Dataset backend object.

bit_depths

Dataset.bit_depths

Bit depths of media files in dataset.

cache_root

Dataset.cache_root

Cache root folder.

channels

Dataset.channels

Channels of media files in dataset.

deps

Dataset.deps

Dataset dependency table.

description

Dataset.description

Source of the database.

duration

Dataset.duration

Total duration of media files in dataset.

example_media

Dataset.example_media

Example media file.

The media file is selected by its median duration from all files in the dataset with a duration between 0.5 s and 300 s. In addition, the media file needs to be stored in an archive with less than 100 media files. If no media file meets this criterium, None is returned instead.

file_durations

Dataset.file_durations

File durations in dataset in seconds.

files

Dataset.files

Number of media files in dataset.

formats

Dataset.formats

File formats of media files in dataset.

iso_languages

Dataset.iso_languages

Languages of the database as ISO 639-3 if possible.

languages

Dataset.languages

Languages of the database.

license

Dataset.license

License of dataset.

If no license is given, 'Unknown' is returned.

name

Dataset.name

Name of dataset.

publication_date

Dataset.publication_date

Date dataset was uploaded to repository.

publication_owner

Dataset.publication_owner

User who uploaded dataset to repository.

repository

Dataset.repository

Repository containing the dataset.

repository_object

Dataset.repository_object

Repository object containing dataset.

sampling_rates

Dataset.sampling_rates

Sampling rates of media files in dataset.

schemes

Dataset.schemes

Schemes of dataset.

schemes_summary

Dataset.schemes_summary

Summary of dataset schemes.

It lists all schemes in a string, showing additional information on schemes named 'emotion' and 'speaker', e.g. 'speaker: [age, gender, language]'.

schemes_table

Dataset.schemes_table

Schemes table with name, type, min, max, labels, mappings.

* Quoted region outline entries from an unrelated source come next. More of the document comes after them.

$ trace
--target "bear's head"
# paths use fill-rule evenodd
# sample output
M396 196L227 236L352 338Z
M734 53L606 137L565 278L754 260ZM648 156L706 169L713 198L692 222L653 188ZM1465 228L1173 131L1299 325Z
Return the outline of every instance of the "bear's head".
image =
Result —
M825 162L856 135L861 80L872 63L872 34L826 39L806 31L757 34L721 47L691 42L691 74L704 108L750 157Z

The table is represented as a dictionary with column names as keys.

segment_durations

Dataset.segment_durations

Segment durations in dataset.

segments

Dataset.segments

Number of segments in dataset.

short_description

Dataset.short_description

Description of dataset shortened to 150 chars.

source

Dataset.source

Source of the database.

tables

Dataset.tables

Tables of the dataset.

tables_columns

Dataset.tables_columns

Number of columns for each table of the dataset.

Returns

dictionary with table IDs as keys and number of columns as values

Examples

>>> ds = Dataset("emodb", "1.4.1")
>>> ds.tables_columns["speaker"]
3

tables_preview

Dataset.tables_preview

Table preview for each table of the dataset.

Shows the header and the first 5 lines for each table as a list of lists. All table values are converted to strings, stripped from HTML tags or newlines, and limited to a maximum length of 100 characters.

Returns

dictionary with table IDs as keys and table previews as values

Examples

>>> from tabulate import tabulate
>>> ds = Dataset("emodb", "1.4.1")
>>> preview = ds.tables_preview["speaker"]
>>> print(tabulate(preview, headers="firstrow", tablefmt="github"))
|   speaker |   age | gender   | language   |
|-----------|-------|----------|------------|
|         3 |    31 | male     | deu        |
|         8 |    34 | female   | deu        |
|         9 |    21 | female   | deu        |
|        10 |    32 | male     | deu        |
|        11 |    26 | male     | deu        |

tables_rows

Dataset.tables_rows

Number of rows for each table of the dataset.

Returns

dictionary with table IDs as keys and number of rows as values

Examples

>>> ds = Dataset("emodb", "1.4.1")
>>> ds.tables_rows["speaker"]
10

tables_table

Dataset.tables_table

Tables of the dataset.

usage

Dataset.usage

Usage of the database.

version

Dataset.version

Version of dataset.